ÉPOCA – O que o senhor pensava sobre Deus antes de ler a Bíblia?
O que mudou? Plotz – Antes, eu era agnóstico. Esperava que existisse um Deus, gostava d’Ele, mas não pensava muito nisso. Mas o Deus do Velho Testamento é perverso, mata muita gente sem razão, não é misericordioso, amoroso, não tem compaixão. É muito perturbador pensar que esse Deus esteja cuidando de nós. Fiquei muito bravo depois de ler e passei a desejar que exista algo melhor.
ÉPOCA – O que mais o perturbou?
Plotz – Foi o fato de Deus pedir e exigir o assassinato de pessoas inocentes.
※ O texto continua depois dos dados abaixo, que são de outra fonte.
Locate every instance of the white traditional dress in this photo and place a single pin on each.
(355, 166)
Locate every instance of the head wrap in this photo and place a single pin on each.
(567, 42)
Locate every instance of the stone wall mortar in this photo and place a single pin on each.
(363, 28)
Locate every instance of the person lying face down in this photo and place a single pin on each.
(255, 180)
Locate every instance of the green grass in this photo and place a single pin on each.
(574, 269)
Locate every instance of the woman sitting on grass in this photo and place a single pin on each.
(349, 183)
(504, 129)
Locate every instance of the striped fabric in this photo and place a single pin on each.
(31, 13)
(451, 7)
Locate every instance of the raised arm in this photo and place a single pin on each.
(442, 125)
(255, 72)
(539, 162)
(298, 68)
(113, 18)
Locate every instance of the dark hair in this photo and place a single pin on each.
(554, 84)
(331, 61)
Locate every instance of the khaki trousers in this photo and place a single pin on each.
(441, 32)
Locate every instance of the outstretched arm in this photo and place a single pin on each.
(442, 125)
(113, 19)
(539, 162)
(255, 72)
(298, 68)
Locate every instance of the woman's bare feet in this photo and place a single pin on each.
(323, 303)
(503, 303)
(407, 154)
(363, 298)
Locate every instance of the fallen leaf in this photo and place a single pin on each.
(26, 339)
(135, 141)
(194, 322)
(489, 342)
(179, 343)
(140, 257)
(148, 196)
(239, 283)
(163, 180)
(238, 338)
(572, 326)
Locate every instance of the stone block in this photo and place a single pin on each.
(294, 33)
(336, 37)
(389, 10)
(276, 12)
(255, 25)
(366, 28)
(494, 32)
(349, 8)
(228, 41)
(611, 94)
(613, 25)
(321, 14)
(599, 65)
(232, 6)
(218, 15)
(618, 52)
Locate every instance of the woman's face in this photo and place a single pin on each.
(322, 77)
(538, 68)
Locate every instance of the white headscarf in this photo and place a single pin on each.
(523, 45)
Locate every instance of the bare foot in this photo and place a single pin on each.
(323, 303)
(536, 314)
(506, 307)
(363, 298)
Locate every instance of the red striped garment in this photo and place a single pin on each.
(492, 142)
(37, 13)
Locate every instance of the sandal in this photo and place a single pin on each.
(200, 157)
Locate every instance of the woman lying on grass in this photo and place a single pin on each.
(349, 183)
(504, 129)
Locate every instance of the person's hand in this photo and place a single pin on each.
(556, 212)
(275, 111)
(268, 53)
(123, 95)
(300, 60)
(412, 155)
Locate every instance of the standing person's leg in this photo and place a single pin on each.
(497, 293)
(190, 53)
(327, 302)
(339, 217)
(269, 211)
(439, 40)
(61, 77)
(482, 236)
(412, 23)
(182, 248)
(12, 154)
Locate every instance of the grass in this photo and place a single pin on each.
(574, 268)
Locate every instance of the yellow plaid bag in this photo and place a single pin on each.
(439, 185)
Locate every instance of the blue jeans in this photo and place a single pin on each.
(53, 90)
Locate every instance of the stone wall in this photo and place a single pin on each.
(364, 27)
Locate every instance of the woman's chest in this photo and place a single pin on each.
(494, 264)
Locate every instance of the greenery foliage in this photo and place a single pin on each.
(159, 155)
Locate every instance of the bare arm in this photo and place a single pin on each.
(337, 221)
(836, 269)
Ele diz que nós devemos matar inocentes para conquistar terras ou para livrá-las de impurezas. É horrível. Claro que as pessoas cometem crimes terríveis contra as outras, mas a ideia de que Deus tenha pedido isso me deixa espantado. Por que queremos um Deus que deseja matar crianças inocentes? Essa é uma pergunta que, para mim, não tem resposta.
ÉPOCA – E o que foi mais engraçado?
Plotz – Foi o fato de Deus ter uma obsessão por homens carecas. Ele afirma que homens carecas são puros e diz várias vezes para rasparem a cabeça e o corpo. Há até um episódio em que alguns garotos caçoam do profeta Eliseu chamando-o de careca. Em seguida, um urso aparece e mata 42 crianças por causa disso.
ÉPOCA – Hoje em dia, muitas pessoas criticam o islã por causa de interpretações literais dos textos sagrados. O que aconteceria se a Bíblia fosse interpretada literalmente?
Plotz – Seria um pesadelo, uma catástrofe. Estaríamos apedrejando as pessoas até a morte, matando quem trabalhasse nos dias de descanso e quem cometesse qualquer infração sexual. O mundo seria totalmente segregado entre homens e mulheres, que estariam impuras quando menstruadas. Simplesmente não faz sentido nenhum. Qualquer um percebe que você não pode seguir tudo o que está lá.
ÉPOCA – O senhor recebeu críticas de leitores irritados?
Plotz – Algumas. Há ateus que afirmam: “Como você é estúpido por ler esse livro mentiroso”. E há os religiosos fervorosos que dizem que eu não devo questionar Deus. Mas o que foi extraordinário ao fazer o livro foi o fato de que há muita tolerância religiosa por aí. Aos olhos de muitos judeus e cristãos, eu estava cometendo erros teológicos e falando coisas estúpidas, mas eles respeitaram meu direito de chegar às minhas próprias conclusões.
ÉPOCA – Você acha que seu livro pode substituir a leitura da Bíblia?
Plotz – Acho! E a melhor parte é que você pode deixá-lo no banheiro sem se sentir culpado. Na verdade, ao ler o Good book você terá uma educação bíblica divertida e ainda vai economizar tempo, porque ele é muito menor que a Bíblia.